Projects Worth $51 Billion Approved as China Changes Track on Urban Rail Investment
China’s top economic planner has approved urban rail projects in two wealthy eastern cities worth a combined 354 billion yuan ($51.3 billion), as Beijing relaxes rules on infrastructure development to counteract slowing economic growth.
Shanghai will get six new subway lines and 286 kilometers (178 miles) of new rail, costing a planned total of 298.35 billion yuan, the National Development and Reform Commission said in statement (link in Chinese) on Wednesday.
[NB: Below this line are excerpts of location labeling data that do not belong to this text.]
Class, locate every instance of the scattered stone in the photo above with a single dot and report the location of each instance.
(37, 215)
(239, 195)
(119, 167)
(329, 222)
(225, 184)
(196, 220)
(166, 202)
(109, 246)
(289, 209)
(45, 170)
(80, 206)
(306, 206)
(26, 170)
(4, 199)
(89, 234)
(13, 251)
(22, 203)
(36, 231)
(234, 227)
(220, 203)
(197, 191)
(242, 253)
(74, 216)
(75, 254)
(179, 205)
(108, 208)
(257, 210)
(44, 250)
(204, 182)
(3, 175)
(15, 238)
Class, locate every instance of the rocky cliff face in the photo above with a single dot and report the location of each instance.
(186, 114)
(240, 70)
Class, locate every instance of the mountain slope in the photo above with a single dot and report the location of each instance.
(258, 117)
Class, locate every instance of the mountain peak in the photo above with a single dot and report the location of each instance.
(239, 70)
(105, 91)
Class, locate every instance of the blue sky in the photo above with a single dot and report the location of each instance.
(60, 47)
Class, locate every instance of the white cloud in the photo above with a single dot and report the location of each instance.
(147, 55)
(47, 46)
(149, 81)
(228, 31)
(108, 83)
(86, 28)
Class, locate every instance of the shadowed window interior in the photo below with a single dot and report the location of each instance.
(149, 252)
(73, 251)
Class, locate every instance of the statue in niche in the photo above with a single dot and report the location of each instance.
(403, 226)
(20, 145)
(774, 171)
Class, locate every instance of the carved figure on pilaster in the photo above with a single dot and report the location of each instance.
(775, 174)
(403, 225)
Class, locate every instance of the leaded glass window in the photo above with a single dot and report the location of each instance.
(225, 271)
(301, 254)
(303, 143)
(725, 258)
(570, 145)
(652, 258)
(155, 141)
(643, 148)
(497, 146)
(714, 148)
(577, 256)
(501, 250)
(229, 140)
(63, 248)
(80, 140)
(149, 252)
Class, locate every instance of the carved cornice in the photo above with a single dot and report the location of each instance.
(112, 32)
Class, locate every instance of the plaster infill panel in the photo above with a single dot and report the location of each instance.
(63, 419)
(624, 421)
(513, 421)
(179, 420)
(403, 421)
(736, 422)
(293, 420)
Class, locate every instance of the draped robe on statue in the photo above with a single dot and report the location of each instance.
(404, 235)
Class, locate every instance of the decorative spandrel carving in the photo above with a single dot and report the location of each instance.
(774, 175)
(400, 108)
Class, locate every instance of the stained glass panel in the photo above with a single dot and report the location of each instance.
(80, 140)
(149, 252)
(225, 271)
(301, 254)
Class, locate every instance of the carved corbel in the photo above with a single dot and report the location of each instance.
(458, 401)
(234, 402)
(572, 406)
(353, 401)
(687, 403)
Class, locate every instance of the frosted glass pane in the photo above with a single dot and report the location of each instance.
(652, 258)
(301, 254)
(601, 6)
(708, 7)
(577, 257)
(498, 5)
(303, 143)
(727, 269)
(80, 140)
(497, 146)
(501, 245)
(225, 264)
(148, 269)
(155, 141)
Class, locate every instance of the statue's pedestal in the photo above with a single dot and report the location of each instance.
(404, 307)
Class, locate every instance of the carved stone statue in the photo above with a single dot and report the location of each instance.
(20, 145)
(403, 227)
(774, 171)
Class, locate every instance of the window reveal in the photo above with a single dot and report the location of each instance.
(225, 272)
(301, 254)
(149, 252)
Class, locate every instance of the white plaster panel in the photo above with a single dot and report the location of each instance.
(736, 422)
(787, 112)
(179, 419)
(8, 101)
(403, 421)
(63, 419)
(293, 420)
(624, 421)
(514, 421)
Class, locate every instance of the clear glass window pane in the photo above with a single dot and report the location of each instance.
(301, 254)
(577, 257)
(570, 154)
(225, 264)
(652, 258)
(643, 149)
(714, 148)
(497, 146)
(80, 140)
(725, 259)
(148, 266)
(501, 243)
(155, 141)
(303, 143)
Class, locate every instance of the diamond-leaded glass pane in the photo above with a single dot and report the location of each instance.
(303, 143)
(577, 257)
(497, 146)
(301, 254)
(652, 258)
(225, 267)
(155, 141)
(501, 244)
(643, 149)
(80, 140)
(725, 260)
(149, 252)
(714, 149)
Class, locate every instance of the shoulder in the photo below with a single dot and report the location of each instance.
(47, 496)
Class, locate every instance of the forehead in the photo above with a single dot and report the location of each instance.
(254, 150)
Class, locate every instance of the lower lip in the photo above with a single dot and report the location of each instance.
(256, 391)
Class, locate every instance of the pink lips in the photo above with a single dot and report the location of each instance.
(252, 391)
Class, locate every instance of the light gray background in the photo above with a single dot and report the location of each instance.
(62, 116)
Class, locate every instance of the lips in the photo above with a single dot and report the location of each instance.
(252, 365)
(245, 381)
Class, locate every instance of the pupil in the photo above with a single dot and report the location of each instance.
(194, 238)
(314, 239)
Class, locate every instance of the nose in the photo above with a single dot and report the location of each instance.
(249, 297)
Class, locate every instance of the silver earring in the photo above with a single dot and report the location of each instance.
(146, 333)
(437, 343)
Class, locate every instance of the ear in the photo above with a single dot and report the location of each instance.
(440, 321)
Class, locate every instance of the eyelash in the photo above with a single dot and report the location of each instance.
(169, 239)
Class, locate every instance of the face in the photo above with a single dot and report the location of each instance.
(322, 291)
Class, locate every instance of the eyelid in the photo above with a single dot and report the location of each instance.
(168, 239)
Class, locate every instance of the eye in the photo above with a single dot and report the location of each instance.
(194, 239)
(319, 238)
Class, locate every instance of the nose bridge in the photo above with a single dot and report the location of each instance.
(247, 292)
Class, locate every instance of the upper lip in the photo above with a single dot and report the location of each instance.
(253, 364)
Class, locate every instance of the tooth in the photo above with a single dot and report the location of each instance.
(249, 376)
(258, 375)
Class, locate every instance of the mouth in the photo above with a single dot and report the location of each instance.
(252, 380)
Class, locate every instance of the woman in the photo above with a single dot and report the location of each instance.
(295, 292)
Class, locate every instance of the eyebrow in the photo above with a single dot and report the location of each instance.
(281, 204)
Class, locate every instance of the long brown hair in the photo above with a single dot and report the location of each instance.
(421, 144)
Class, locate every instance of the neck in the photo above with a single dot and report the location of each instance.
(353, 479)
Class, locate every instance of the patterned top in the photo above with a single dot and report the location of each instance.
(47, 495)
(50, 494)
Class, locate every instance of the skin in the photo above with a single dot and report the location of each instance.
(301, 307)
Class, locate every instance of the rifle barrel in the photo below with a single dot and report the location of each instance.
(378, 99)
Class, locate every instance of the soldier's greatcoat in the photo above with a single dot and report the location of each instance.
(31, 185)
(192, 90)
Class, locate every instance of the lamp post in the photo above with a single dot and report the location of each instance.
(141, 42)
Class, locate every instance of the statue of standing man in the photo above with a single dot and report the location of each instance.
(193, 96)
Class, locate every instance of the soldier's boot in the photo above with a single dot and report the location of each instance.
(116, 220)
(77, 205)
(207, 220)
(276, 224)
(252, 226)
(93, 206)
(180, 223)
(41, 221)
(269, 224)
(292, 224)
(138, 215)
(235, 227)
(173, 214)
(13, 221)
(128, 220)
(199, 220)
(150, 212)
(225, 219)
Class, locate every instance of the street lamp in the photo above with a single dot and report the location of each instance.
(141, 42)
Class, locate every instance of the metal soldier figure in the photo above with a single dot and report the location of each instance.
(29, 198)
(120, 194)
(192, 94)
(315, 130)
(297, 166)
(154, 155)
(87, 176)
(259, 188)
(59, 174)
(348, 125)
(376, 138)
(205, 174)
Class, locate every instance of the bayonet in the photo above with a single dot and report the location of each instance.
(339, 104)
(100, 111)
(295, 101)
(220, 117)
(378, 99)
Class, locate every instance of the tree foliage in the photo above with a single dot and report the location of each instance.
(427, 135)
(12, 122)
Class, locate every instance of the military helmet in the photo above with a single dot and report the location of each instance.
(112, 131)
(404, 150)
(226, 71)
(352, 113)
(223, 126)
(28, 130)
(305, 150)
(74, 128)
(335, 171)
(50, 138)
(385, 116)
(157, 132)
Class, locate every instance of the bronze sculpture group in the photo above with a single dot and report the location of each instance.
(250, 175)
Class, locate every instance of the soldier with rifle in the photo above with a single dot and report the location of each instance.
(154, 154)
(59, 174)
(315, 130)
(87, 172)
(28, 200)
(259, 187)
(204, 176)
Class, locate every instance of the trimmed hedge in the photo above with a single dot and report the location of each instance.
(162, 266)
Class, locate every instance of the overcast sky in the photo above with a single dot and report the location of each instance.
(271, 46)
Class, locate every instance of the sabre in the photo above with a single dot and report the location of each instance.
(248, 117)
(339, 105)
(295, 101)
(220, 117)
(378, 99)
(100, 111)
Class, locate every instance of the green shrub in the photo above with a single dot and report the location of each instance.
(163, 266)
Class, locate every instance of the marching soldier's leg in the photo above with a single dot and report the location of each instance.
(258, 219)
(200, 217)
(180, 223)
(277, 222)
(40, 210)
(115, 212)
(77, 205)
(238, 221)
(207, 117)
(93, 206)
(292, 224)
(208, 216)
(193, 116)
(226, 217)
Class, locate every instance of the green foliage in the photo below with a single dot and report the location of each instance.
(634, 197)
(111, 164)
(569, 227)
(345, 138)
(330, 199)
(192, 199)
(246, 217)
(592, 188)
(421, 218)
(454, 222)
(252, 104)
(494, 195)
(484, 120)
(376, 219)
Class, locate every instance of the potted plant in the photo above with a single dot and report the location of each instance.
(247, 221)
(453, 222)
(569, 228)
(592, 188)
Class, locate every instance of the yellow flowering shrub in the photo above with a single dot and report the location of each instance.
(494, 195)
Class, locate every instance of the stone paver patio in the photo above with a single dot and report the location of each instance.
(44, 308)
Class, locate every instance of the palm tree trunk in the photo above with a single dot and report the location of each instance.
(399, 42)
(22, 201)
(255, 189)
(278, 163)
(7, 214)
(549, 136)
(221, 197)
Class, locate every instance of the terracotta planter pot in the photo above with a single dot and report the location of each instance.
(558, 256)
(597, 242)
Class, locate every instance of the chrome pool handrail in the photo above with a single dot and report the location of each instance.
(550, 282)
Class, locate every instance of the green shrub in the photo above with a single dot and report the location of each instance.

The projects are expected to be completed by 2023.
Hangzhou, a city about 160 kilometers southwest of Shanghai, will see two existing railways get expansions costing a planned total of 14 billion yuan, according to a separate statement (link in Chinese). The commission also approved a new airport rail link for 41.98 billion yuan in the city.
This is the latest sign that policymakers are softening their push to restrict such projects, which came under the spotlight last year as part of Beijing’s broader efforts to rein in local governments’ debt-creating infrastructure investments.
Last year, Baotou and Hohhot, both in North China’s Inner Mongolia autonomous region, scrapped plans for subway projects worth billions of dollars due to Beijing’s concerns about local government debt.
Even as recently as early July, the State Council, China’s cabinet, was still in austerity mode, as it rolled out new rules raising the financial bar on fiscal revenue and gross domestic product that cities must have to qualify for new subway and light rail projects.
However, the deleveraging campaign, along with the trade war with the U.S., has put pressure on the Chinese economy, propelling Beijing toward a more-active fiscal policy.
In late July, a meeting convened by the State Council unveiled a package of pro-growth policies, including a 1.35 trillion yuan spending plan for local government infrastructure projects.
China’s subway investment spree in recent years mirrored those of high-speed railways. As of this month, China has a total of 127,000 kilometers of tracks, of which 20% are high-speed lines.
This investment-led development has led to the national rail operator, China Railway Corp., accumulating as much as 5.04 trillion yuan in debt as of early this year.